Show Train Statement in SQLFlow

Background

Like using other SQL engines, people may want to access the table metadata (say, the CREATE TABLE statement) using a SQL query. Usually they will type a statement like:

  1. SHOW CREATE TABLE `test`;

which will produce:

  1. mysql> SHOW CREATE TABLE `test`;
  2. +-------+------------------------------------------------------------------+
  3. | Table | Create Table
  4. +-------+------------------------------------------------------------------+
  5. | test | CREATE TABLE `test` (
  6. `sepal_length` float DEFAULT NULL,
  7. `sepal_width` float DEFAULT NULL,
  8. `petal_length` float DEFAULT NULL,
  9. `petal_width` float DEFAULT NULL,
  10. `class` int DEFAULT NULL
  11. ) ENGINE=InnoDB DEFAULT CHARSET=utf8mb4 COLLATE=utf8mb4_0900_ai_ci |
  12. +-------+-----------------------------------------------------------------+

It worth for SQLFlow to do the same thing. On SQLFlow platform, user may create a lot of models with a minor set of parameters different with each other. After a while, the user may hardly tell what the differences are if he hadn’t record the information else where (like in model name). We would like to provide a formal way to solve this problem. Here we introduce the SHOW TRAIN feature.

Syntax

  1. SHOW TRAIN table_where_model_stored ;

where

  • table_where_model_stored must be a table which stores the trained model in MySQL or Hive. It should be a qualified table name like {db_name}.{table_name} if you are not in a DB selected context.

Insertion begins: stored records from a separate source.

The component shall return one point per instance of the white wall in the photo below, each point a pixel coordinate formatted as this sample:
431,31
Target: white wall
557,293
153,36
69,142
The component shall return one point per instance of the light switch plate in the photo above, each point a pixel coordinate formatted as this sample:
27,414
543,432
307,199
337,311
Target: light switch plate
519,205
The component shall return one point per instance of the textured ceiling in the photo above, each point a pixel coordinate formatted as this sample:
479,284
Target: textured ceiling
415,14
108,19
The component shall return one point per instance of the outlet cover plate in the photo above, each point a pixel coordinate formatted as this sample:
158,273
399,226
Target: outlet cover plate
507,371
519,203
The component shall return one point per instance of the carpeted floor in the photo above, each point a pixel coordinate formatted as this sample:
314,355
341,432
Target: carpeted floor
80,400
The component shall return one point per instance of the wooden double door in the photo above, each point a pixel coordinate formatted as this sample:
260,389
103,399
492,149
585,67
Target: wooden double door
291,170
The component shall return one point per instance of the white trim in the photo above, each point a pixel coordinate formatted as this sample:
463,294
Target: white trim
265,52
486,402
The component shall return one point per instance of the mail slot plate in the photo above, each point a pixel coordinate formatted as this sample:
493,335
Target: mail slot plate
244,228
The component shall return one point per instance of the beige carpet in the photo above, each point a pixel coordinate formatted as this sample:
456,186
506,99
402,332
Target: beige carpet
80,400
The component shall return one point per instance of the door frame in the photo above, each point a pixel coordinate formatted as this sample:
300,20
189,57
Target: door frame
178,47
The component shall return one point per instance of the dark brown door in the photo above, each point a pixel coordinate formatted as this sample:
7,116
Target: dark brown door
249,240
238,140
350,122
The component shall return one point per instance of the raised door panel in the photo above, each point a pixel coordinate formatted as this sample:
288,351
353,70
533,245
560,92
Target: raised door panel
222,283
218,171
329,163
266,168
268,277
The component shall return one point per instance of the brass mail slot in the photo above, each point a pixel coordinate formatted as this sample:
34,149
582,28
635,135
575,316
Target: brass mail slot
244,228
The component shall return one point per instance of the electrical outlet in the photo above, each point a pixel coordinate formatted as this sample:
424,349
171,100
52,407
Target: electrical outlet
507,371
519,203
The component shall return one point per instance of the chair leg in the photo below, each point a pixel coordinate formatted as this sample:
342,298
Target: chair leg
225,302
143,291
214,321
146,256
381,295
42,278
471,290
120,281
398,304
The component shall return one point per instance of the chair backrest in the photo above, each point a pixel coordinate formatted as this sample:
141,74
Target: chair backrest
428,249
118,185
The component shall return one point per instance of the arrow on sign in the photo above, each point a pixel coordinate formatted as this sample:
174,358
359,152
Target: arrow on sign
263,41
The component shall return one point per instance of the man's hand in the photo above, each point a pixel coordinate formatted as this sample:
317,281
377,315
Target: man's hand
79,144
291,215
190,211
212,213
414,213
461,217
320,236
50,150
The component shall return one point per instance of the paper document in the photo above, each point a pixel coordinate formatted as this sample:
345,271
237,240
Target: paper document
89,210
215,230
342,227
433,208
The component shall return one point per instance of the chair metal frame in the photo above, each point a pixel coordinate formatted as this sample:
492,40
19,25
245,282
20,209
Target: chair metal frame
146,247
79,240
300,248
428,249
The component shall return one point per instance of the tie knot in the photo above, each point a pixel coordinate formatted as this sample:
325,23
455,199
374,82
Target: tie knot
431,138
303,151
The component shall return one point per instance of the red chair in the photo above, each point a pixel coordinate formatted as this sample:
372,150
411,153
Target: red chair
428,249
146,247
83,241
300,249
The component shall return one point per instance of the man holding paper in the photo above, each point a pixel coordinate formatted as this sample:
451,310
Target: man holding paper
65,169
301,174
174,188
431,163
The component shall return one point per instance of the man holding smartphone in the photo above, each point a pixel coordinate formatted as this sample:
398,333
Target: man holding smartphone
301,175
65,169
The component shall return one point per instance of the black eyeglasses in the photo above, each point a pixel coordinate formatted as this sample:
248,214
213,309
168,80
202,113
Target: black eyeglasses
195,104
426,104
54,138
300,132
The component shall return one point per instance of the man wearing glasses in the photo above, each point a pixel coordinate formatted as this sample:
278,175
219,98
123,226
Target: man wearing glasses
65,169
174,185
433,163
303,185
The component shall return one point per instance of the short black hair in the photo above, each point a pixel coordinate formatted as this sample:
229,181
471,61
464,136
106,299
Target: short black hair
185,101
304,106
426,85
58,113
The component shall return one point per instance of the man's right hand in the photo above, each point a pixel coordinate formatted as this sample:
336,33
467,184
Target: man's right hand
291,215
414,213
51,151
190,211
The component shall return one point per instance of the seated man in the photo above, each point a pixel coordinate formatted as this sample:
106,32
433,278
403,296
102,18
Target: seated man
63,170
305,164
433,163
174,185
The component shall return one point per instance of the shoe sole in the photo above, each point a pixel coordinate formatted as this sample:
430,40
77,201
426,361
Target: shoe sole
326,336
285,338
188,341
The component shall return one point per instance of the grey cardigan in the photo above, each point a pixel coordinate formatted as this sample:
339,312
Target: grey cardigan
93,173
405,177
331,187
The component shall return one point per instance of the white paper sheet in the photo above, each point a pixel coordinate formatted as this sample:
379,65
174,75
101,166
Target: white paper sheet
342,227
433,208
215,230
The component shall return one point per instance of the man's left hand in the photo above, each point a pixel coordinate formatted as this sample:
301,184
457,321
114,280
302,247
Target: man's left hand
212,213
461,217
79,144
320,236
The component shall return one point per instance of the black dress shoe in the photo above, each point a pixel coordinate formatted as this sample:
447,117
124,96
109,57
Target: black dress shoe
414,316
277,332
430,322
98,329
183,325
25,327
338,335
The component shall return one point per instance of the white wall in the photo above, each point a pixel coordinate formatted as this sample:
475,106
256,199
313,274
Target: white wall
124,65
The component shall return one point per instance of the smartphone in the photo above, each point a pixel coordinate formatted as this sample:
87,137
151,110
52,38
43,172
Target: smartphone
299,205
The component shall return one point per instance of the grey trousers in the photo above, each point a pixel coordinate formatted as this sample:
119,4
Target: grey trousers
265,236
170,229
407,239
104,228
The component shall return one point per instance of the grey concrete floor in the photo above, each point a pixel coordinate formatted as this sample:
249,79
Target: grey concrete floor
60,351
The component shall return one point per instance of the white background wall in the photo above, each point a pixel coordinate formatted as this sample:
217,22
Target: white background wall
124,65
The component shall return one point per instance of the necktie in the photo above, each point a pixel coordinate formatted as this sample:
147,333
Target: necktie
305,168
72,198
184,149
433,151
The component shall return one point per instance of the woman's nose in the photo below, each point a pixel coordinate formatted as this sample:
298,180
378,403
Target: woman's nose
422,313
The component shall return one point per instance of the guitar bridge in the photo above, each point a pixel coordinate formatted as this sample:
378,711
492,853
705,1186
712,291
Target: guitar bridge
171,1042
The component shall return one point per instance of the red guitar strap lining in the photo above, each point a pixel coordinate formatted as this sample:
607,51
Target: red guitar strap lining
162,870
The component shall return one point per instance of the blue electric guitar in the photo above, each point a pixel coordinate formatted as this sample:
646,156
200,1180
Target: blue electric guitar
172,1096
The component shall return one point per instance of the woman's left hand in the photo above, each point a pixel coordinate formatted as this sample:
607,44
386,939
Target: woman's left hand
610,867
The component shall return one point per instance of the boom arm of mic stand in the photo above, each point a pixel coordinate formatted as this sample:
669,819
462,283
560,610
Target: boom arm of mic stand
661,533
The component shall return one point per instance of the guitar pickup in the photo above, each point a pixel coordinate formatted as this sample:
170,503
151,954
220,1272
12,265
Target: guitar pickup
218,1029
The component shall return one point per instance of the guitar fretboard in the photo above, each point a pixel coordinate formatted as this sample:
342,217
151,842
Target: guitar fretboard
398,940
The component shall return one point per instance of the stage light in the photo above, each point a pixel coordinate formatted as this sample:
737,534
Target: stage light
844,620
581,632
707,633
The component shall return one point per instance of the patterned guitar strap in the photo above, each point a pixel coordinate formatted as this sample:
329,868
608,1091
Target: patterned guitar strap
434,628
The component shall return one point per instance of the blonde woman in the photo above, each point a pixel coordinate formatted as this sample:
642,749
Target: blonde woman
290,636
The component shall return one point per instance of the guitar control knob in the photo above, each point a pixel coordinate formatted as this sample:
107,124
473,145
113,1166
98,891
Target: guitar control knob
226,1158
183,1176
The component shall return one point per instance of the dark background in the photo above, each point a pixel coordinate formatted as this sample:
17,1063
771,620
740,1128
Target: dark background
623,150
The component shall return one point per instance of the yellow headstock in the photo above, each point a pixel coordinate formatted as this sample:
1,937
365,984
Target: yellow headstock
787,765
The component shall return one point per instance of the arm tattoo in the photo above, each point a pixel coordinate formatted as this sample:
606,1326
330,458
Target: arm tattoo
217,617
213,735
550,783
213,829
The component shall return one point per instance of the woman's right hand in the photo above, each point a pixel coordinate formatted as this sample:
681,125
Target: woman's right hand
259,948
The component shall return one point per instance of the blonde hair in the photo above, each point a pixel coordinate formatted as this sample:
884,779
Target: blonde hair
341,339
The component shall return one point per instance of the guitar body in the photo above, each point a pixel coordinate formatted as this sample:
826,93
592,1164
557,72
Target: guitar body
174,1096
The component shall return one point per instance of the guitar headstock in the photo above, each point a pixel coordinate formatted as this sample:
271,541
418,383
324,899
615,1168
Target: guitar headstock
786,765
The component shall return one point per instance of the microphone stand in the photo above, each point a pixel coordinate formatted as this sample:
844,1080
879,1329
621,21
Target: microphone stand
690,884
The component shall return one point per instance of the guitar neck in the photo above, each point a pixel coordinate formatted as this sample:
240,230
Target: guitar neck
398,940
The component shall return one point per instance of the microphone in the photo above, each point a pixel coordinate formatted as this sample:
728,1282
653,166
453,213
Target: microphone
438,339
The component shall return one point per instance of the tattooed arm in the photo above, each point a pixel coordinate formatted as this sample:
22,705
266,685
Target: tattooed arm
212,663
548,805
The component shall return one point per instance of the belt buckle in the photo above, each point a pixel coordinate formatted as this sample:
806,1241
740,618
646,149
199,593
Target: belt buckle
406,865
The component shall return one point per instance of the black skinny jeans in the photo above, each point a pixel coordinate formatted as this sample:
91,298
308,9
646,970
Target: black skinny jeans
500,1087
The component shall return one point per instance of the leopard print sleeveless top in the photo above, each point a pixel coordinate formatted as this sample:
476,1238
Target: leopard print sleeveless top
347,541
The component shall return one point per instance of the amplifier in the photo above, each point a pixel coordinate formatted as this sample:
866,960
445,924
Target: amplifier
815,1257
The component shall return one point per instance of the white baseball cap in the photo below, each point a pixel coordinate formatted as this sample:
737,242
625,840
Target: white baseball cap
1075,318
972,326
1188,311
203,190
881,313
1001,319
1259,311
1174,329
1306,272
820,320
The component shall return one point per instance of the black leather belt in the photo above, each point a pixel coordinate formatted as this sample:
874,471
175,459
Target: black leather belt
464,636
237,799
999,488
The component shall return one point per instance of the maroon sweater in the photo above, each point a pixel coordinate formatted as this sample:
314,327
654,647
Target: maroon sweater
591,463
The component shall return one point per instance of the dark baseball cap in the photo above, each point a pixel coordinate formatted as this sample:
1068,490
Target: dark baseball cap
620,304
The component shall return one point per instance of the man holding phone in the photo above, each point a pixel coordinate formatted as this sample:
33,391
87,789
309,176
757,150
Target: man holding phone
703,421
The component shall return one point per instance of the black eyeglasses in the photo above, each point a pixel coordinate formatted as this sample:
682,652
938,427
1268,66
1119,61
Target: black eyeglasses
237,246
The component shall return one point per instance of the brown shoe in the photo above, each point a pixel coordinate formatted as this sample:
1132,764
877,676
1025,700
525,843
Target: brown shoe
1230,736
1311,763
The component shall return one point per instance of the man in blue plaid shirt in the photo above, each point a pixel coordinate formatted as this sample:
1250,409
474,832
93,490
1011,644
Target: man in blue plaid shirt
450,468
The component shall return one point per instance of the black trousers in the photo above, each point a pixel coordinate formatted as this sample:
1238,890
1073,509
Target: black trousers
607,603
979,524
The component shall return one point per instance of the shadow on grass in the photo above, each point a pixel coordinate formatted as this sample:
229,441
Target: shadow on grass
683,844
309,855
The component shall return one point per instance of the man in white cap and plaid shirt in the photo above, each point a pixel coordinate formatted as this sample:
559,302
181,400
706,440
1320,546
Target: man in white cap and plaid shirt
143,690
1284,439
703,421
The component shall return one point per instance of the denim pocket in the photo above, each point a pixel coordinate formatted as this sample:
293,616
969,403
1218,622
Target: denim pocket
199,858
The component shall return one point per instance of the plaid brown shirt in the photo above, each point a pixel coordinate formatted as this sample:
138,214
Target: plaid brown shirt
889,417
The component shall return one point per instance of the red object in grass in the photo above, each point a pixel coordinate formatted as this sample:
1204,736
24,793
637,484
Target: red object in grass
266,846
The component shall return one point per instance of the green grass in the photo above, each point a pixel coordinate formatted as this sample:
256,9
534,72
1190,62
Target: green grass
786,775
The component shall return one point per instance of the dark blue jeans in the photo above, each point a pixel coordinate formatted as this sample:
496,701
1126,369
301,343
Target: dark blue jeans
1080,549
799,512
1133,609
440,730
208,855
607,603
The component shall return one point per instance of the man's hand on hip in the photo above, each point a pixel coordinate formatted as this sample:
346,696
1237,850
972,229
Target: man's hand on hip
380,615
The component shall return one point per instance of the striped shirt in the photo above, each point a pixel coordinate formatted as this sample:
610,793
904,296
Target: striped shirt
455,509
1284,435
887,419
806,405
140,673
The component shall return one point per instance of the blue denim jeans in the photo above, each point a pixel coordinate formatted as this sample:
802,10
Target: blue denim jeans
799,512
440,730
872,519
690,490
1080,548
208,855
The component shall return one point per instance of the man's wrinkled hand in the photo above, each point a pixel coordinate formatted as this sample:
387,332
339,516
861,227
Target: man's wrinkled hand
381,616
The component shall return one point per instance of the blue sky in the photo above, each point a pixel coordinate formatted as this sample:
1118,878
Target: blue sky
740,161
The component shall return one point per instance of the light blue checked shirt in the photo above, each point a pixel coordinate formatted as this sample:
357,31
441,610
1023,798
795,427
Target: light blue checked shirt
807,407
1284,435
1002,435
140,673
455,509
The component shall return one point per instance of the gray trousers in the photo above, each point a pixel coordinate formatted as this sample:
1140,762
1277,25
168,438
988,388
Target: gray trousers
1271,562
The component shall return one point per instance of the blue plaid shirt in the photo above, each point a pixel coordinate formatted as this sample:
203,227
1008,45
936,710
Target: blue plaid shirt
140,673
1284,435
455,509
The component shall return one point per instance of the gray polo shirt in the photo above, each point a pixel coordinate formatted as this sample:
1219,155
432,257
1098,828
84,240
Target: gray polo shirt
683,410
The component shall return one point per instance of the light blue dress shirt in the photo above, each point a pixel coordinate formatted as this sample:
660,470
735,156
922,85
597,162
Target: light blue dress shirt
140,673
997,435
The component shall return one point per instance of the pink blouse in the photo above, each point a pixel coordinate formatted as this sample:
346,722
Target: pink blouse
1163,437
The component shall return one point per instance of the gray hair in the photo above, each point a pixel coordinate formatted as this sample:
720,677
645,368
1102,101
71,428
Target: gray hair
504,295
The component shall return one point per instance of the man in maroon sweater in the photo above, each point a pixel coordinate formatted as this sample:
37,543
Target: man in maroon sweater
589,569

This query will show the original train sql statement like:

  1. +-------+------------------------------------------------------------------+
  2. | TABLE | TRAIN STATEMENT
  3. +-------+------------------------------------------------------------------+
  4. | test | SELECT * FROM train to TRAIN xgboost.gbtree with learning_rate=0.4,
  5. objective=multi:softmax, num_class=3 LABEL class INTO test;
  6. +-------+------------------------------------------------------------------+

In the future, we may support to show more metadata other than the original training sql statement.

Implementation

  • Extend the SQLFlow parser with our SHOW TRAIN statement. First, we need to add a key word SHOW to our extended syntax. In addition, SHOW TRAIN is not like our train/predict/explain statements which all share a SELECT ... TO ... format in which there is a standard SELECT ... part at the front and an extended TO ... part at the end. With this definition, our extending statement has no standard part. So, we have to modify the parse process slightly. The pseudo code is like below:

    1. func Parse(program string) ([]*SQLFlowStmt, error) {
    2. all := make([]*SQLFlowStmt)
    3. for program != "" {
    4. standard, err := tryExtractStandardPart(program)
    5. if err == nil {
    6. program = eatConsumedPrefix(program)
    7. if program == "" {
    8. // standard sql only
    9. all = append(all, standard)
    10. } else {
    11. // extract and verify the extended 'TO ...' part
    12. extended, err: = tryParseExtendedSyntax(program)
    13. if err != nil {
    14. return nil, err
    15. }
    16. if isValidToExtended(merged)
    17. merged := merge(standard, extended)
    18. all = append(all, merged)
    19. } else {
    20. return nil, err
    21. }
    22. }
    23. } else if extended, e := tryParseExtendedSyntax(program); e == nil {
    24. // Maybe it is a pure extended stmt with no standard part (say, `SHOW TRAIN...`), so try to use the extended parser
    25. // In addition, the program should not contains a 'TO...' only, although our extended parser accepts this form
    26. if isValidPureExtended(extended) {
    27. all = append(all, extended)
    28. } else {
    29. return nil, err
    30. }
    31. } else {
    32. return nil, err
    33. }
    34. program = eatConsumedPrefix(program)
    35. }
    36. return all, nil
    37. }
  • Branch to execute a ShowTrain cmd in executor, this cmd will first read the model on a sqlfs and then extract the original train statement. We can not get the train statement from models saved on OSS because they have not been saved with the models yet. This can be implemented next time.

  • Format and route the cmd’s output to the given output buffer

Discussion

I noticed model zoo has created a table to store model meta in MySQL, shall we just use this mechanism to get the meta or extract from the saved model?

  • No, this table will be deleted in the future